PrepTest 123, Section 2, Question 19

By Brandon Beaver | Published October 29, 2024

Type: Strengthen

Difficulty:

Explanations

This is the flaw of cherry picking (using only data/circumstances that support your idea, while completely ignoring the others that might not). The historian mentions a set of circumstances that seem compelling, but what else was going on? A weakener will propose other circumstances or facts that might provide alternative explanations for the Land Party’s victory. Thus, strengtheners will do the opposite: foreclose those alternative explanations.
A
Bingo. Urban groups? They didn’t target them in this election either, so this doesn’t suggest any change in strategy. How would that strengthen? This is the answer because it’s a complete dud.
B
This strengtheners by explaining why those tactics might have worked.
C
This strengthens because it provides a correlation to support the cause and effect (not great evidence, but definitely some evidence).
D
This strengthens by foreclosing the objection that “every other party did that too, so why would the Land Party have won this time by doing the same thing as everyone else?”
E
This strengthens by explaining that, maybe, in preceding elections, not enough people the Land Party attempted to support actually went out to vote.

Passage

Historian: The Land Party achieved its only national victory in Banestria in 1935. It received most of its support that year in rural and semirural areas, where the bulk of Banestria's population lived at the time.
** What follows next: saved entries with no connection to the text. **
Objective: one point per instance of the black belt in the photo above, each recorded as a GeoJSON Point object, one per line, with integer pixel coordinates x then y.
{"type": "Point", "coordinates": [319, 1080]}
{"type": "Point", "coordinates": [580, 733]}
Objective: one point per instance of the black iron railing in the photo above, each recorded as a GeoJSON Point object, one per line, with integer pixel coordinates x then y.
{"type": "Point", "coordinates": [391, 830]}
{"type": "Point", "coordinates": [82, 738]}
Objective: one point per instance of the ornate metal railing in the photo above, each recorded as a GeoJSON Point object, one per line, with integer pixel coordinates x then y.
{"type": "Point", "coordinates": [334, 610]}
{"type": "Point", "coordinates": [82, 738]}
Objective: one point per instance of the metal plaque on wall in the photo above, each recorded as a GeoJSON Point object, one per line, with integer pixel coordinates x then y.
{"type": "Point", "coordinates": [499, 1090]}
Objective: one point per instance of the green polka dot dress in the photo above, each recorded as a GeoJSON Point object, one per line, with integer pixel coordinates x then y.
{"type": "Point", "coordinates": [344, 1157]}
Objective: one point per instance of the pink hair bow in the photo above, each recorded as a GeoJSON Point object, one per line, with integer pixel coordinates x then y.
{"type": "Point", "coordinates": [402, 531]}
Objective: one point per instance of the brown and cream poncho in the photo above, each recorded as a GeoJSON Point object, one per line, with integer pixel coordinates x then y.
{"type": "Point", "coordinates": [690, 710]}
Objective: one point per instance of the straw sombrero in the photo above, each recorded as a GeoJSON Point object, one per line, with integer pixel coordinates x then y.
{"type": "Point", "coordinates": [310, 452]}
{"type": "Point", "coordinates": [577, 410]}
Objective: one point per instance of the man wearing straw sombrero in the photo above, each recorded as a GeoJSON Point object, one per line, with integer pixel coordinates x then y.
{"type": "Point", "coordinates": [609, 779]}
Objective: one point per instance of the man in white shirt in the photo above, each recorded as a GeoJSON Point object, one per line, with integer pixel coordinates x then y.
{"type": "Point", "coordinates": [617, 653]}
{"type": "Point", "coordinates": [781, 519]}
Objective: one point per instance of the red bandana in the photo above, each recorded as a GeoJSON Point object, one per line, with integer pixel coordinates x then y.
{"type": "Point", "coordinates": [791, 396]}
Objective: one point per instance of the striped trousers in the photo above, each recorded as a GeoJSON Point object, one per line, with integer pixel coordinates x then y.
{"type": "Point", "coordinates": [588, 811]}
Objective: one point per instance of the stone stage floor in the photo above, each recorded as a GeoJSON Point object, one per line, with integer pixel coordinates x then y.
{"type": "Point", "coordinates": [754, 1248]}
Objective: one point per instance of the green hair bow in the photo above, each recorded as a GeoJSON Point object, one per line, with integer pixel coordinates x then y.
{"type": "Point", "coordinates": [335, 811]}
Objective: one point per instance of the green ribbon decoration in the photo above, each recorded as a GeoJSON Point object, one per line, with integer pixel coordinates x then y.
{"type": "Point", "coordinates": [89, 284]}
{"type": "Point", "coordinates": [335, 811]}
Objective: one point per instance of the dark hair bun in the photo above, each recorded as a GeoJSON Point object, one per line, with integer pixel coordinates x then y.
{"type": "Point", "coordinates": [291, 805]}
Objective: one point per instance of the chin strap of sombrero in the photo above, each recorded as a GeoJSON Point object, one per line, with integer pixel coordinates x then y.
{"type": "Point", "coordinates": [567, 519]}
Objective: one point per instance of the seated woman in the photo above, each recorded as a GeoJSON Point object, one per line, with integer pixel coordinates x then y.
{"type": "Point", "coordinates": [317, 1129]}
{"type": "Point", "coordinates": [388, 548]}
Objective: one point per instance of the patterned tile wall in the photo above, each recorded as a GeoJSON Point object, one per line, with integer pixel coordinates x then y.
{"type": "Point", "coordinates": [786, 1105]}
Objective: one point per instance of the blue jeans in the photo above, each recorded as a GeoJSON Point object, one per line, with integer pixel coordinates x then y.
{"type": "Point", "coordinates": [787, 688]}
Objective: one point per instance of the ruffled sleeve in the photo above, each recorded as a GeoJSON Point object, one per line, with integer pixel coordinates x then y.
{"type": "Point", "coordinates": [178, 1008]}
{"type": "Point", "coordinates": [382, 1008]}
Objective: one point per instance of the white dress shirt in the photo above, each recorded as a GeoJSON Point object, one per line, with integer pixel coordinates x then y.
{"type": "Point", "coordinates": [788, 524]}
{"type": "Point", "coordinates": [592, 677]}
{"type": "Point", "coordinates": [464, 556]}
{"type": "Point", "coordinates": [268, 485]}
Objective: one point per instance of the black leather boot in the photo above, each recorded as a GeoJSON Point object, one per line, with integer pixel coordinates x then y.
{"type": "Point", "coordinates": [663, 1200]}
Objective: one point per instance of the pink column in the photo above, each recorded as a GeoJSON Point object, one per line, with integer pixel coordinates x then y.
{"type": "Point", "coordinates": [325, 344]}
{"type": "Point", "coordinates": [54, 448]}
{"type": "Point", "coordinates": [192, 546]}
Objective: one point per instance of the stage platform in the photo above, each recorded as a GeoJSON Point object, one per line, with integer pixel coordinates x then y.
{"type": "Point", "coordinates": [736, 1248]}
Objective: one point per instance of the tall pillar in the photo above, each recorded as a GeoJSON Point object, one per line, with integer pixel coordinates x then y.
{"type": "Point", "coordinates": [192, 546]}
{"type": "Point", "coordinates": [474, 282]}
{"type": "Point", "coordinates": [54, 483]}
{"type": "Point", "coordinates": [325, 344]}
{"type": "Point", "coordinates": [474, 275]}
The economic woes of the years surrounding that election hit agricultural and small business interests the hardest, and the Land Party specifically targeted those groups in 1935. I conclude that the success of the Land Party that year was due to the combination of the Land Party's specifically addressing the concerns of these groups and the depth of the economic problems people in these groups were facing.

Question 19

Each of the following, if true, strengthens the historian's argument EXCEPT:
In preceding elections the Land Party made no attempt to address the interests of economically distressed urban groups.
Voters are more likely to vote for a political party that focuses on their problems.
The Land Party had most of its successes when there was economic distress in the agricultural sector.
No other major party in Banestria specifically addressed the issues of people who lived in semirural areas in 1935.
The greater the degree of economic distress someone is in, the more likely that person is to vote.